— Здравствуйте, Алексей Иваныч, — хорош я? — проговорил Левицкий. Он был еще чрезвычайно слаб и едва мог протянуть худую, худую руку входившему. — Что там, у Илатонцевых? Лидия Васильевна рассказала мне, что вы были у них.
— Хорошие люди, и отец и она, — в особенности она. С какою милою привязанностью она говорила о вас, Владимир Алексеич! — Она и на меня смотрела будто на родного, из-за того, что мы с вами любим друг друга.
— Да, она очень добрая и милая девушка, — отвечал Левицкий. — И я знаю, что она очень любит меня.
Эти слова совершенно сбили Волгина с его мыслей. При своей сообразительности он был совершенно уверен, что Левицкий спешил уехать из деревни именно для того только, чтобы удалиться от Илатонцевой, — что Левицкий влюблен в нее, что любовь его была несчастна. Теперь, при помощи той же сообразительности, он увидел, что ровно ничего такого не должно было быть. Очевидно, чувства Левицкого к Илатонцевой были совершенно спокойные, дружеские, — такие же точно, как и ее к нему.
— Они оба будут чрезвычайно обрадованы, узнав, что вы стали говорить.
— Да, будут, я уверен.
— Знаете ли что? — Я пошлю кого-нибудь к ним, сказать.
— Пошлите. Это хорошая мысль.
Волгин пошел искать хозяина, распорядился.
— Но скажите же, Владимир Алексеич, почему вы уехали от них так торопливо и сочинили предлог, письмо от меня, чтобы замаскировать причину отъезда?
— Друг мой, он еще слаб, ему вредно было бы много говорить, — заметила Волгина, — расскажет когда-нибудь после.
— Твоя правда, голубочка, — согласился муж, не замедлив сообразить, что действительно правда.
— Расскажите вы, что там было у вас?

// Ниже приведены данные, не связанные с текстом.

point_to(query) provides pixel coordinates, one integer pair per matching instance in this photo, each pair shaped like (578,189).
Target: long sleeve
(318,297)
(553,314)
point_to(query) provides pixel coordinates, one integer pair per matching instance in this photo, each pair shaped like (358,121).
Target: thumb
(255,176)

Удалось или, как вы ждали, не удалось? — сказал Левицкий.
Волгин не утаил ничего; хоть ему очень хотелось бы утаить от жены историю о том, как он украсил себя разноцветными шелками: при своей сообразительности он рассудил, что утаивать было бы напрасным трудом: все равно рассказал бы Нивельзин.
При всем желании побранить его жена не могла не смеяться. И Левицкий улыбнулся. Потом скоро стал дремать. Волгина увела остроумного рассказчика.

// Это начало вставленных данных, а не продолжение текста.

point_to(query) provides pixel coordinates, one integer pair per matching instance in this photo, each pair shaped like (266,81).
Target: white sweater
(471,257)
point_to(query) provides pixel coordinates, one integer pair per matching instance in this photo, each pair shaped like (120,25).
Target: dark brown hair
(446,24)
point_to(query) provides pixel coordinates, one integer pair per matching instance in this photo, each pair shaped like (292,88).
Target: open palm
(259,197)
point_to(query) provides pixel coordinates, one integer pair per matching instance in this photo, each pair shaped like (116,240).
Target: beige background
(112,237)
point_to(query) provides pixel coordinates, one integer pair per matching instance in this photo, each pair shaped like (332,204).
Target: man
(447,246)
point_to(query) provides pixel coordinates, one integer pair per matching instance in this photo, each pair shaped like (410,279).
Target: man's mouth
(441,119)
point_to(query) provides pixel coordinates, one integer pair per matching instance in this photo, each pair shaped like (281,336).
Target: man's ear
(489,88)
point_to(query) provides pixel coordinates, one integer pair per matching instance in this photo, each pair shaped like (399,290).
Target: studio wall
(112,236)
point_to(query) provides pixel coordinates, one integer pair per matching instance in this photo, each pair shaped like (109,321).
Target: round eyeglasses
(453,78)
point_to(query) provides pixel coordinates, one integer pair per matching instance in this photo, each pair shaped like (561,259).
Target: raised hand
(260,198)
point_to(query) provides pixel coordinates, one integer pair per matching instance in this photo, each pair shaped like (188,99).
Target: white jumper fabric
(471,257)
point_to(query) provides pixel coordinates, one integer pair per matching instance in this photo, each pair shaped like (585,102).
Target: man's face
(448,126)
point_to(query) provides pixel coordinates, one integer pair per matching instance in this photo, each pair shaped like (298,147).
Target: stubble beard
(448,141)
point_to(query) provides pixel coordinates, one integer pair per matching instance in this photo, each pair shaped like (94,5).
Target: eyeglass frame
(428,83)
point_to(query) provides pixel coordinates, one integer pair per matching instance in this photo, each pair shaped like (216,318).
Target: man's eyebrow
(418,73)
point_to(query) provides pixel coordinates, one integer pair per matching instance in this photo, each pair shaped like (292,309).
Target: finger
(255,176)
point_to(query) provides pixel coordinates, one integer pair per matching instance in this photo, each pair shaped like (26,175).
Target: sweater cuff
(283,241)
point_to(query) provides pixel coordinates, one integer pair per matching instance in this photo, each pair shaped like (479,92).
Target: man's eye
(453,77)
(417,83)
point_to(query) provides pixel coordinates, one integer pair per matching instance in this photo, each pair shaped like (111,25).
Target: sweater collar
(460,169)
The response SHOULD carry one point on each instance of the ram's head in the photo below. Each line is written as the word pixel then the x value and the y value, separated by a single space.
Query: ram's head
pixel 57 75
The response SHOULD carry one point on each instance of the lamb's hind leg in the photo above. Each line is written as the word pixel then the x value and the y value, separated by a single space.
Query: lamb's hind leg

— Чудак ты, мой друг, — заметила она ему, когда они сходили с лестницы, — человек только что начинает вправляться, а ты вздумал расспрашивать его.
— Это твоя правда, голубочка, — согласился основательный мыслитель. — Но только отчего же он уехал из их деревни? — Я вижу, вовсе не от Илатонцевой, — уверяю тебя, голубочка, не от нее.
— Ты ужасный простяк, мой друг.
— Это твоя правда, голубочка, — не замедлил согласиться основательный мыслитель.
— Но как я рада, мой друг, — о, как я рада за него; и еще больше за саму себя: теперь я не буду беспокоиться, что ты убиваешь себя, — теперь ты не будешь сметь слишком много работать.